A year later Anna’s life had changed beyond recognition. Her small apartment was being renovated—not just cosmetically, as she had once planned, but for real, with a new layout and new furniture. Helping her was Dmitry Kravtsov, an engineer from the neighboring building, whom she had met in a hardware store when they were both choosing paint for their walls.
“Hold it straighter,” Dmitry laughed, helping her assemble a new wardrobe. “Otherwise it’ll turn out like the Leaning Tower of Pisa.”
“I’m trying!” Anna laughed too, for the first time in a long while feeling genuinely happy.
At that moment the phone rang. The screen showed the name Olga.
“Hello,” Anna said, putting it on speaker while continuing to hold the shelf.

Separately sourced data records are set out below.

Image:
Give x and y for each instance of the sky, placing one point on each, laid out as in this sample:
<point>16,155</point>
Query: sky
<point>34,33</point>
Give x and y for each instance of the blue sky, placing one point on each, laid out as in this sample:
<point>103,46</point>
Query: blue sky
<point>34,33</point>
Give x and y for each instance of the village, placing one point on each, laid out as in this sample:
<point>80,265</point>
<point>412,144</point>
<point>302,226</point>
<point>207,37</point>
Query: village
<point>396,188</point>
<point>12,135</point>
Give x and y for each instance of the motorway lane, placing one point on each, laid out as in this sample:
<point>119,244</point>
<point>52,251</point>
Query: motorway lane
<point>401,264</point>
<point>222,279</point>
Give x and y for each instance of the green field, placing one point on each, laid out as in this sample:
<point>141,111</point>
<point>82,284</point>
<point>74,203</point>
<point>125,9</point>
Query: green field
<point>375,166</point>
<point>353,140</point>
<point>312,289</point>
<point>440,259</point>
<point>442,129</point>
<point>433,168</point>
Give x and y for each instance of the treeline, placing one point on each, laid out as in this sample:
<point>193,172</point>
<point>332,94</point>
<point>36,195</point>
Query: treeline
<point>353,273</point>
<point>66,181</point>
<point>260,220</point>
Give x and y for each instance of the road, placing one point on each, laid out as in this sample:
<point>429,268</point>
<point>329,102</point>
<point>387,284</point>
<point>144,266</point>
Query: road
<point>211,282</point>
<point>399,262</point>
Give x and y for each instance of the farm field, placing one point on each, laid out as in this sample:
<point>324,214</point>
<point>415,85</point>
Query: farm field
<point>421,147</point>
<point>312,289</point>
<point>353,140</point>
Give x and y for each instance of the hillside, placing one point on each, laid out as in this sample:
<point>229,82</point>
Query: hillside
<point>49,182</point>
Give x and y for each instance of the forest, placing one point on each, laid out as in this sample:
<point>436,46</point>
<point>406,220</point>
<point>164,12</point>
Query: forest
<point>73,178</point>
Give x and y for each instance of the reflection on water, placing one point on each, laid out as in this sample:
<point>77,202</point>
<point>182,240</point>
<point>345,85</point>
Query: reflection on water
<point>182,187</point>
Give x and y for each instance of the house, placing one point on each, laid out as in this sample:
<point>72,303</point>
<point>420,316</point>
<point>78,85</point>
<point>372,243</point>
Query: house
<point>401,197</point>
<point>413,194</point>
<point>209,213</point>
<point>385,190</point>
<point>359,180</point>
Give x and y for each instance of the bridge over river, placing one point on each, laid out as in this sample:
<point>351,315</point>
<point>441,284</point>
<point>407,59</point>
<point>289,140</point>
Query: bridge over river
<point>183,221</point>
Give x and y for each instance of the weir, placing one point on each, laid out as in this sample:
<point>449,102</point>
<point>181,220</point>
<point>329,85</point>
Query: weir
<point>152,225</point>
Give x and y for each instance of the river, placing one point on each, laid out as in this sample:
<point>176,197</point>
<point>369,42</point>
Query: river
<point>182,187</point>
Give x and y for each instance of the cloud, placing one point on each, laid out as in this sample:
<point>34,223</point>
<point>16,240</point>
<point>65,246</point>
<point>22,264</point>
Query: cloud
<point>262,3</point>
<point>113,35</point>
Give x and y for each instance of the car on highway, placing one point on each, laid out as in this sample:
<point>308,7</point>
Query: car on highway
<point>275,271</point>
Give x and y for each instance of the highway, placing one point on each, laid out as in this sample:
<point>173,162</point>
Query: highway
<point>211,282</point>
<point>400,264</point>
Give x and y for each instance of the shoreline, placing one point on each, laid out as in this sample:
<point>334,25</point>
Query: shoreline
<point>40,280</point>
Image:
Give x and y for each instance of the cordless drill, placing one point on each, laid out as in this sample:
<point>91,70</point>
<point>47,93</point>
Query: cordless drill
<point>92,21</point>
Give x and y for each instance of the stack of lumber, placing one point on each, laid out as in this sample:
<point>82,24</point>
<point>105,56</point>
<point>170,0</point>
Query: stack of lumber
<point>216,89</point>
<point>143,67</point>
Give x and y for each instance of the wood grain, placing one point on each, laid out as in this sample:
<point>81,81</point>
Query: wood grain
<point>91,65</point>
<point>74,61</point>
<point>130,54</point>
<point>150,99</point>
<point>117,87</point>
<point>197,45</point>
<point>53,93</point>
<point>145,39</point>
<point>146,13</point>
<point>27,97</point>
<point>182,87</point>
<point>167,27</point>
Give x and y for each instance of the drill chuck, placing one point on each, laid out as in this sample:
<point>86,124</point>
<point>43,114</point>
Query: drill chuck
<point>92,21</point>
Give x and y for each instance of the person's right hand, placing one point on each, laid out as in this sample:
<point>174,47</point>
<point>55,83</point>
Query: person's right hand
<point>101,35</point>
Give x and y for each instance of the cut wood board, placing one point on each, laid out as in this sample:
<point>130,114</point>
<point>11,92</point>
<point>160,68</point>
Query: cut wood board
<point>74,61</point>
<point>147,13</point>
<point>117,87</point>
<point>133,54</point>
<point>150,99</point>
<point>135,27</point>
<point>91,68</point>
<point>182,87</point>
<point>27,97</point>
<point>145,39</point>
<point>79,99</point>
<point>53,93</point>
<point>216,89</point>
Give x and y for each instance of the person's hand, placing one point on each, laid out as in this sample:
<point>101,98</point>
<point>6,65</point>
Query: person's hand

“Anna…” her sister-in-law’s voice sounded exhausted. “I was wrong back then. In court. Forgive me.”
“What happened?”
“Your mother… it’s a nightmare. She demands attention twenty-four hours a day. She criticizes everything—how I cook, how I raise the children, how I dress. Sergey stays at work as long as possible just to avoid being at home.”
Anna listened silently.
“Maybe…” Olga hesitated, “maybe you could take her for at least a couple of months? Just so we can get some rest?”
Anna looked out the window. In the yard, children were building a snowman, their joyful shouts carrying even through the closed windows. She thought about how a year earlier she had stood at that same window, crying from hurt and injustice. Now everything was different.
“No, Olya.”
“But Anna…”
“Everyone has to live with the consequences of their decisions. You received Mom’s millions—you received Mom along with them. That’s fair.”
“You’re cruel!”
“No. I’m free.”
Outside, snow was falling, covering the city with a white blanket. Life went on—a new life, without old debts, without the constant sense of guilt and the need to make herself convenient for everyone. Simply a life in which Anna had finally chosen herself.